JAKARTA, KOMPAS.com - Ketua Umum Partai Nasdem Surya Paloh menilai wajar penggunaan hak angket oleh Dewan Perwakilan Rakyat (DPR) yang ditujukan kepada Komisi Pemberantasan Korupsi (KPK) terkait Berita Acara Pemeriksaan (BAP) anggota DPR Fraksi Hanura, Miryam S. Haryani.
"Saya bisa memahani itu. Dan saya menyatakan ketika ditanyakan saya bilang silakan jalankan hak kalian dalam fraksi di DPR," ujar Paloh saat ditemui di kantor Dewan Pimpinan Pusat (DPP) Nasdem, Cikini, Jakarta Pusat, Selasa (2/5/2017).
Ia menganggap hak angket merupakan hak yang melekat pada DPR sehingga wajar bila sekali waktu digunakan. Menurut Paloh, dalam hal ini, DPR hanya menjalankan tugas seperti biasanya untuk mengawasi kinerja lembaga lain.
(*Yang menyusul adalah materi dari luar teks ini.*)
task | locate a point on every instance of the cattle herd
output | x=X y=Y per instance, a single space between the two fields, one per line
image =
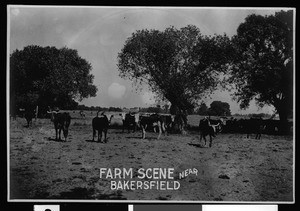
x=161 y=123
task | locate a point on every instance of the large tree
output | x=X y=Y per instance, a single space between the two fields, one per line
x=218 y=108
x=47 y=76
x=263 y=64
x=180 y=65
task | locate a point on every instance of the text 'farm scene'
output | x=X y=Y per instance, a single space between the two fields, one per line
x=151 y=104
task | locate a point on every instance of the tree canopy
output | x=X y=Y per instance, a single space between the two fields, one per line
x=47 y=76
x=218 y=108
x=262 y=67
x=180 y=65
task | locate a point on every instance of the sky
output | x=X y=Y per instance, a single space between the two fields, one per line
x=240 y=207
x=99 y=33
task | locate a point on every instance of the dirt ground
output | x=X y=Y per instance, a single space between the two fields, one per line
x=233 y=169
"Apa yang luar biasa DPR gunakan hak angket ketika hak itu melekat pada dewan. Bukan dia mendapat hak baru. Hak interpelasi, hak angket, ada pada dewan. Kemudian dipergunakan pada KPK dengan latar belakang KPK dibentuk dewan," tutur Paloh.
(Baca: Mahfud MD: KPK Tak Bisa Jadi Subyek untuk Hak Angket)
Ia meyakini tak ada satu lembaga pun baik di eksekutif maupun legislatif yang luput dari kesalahan dalam menjalankan tugasnya terlepas disengaja atau tidak. Sehingga usulan hak angket DPR kepada KPK, bagi Paloh, merupakan mekanisme pengawasan yang wajar dan sudah semestinya dilakukan.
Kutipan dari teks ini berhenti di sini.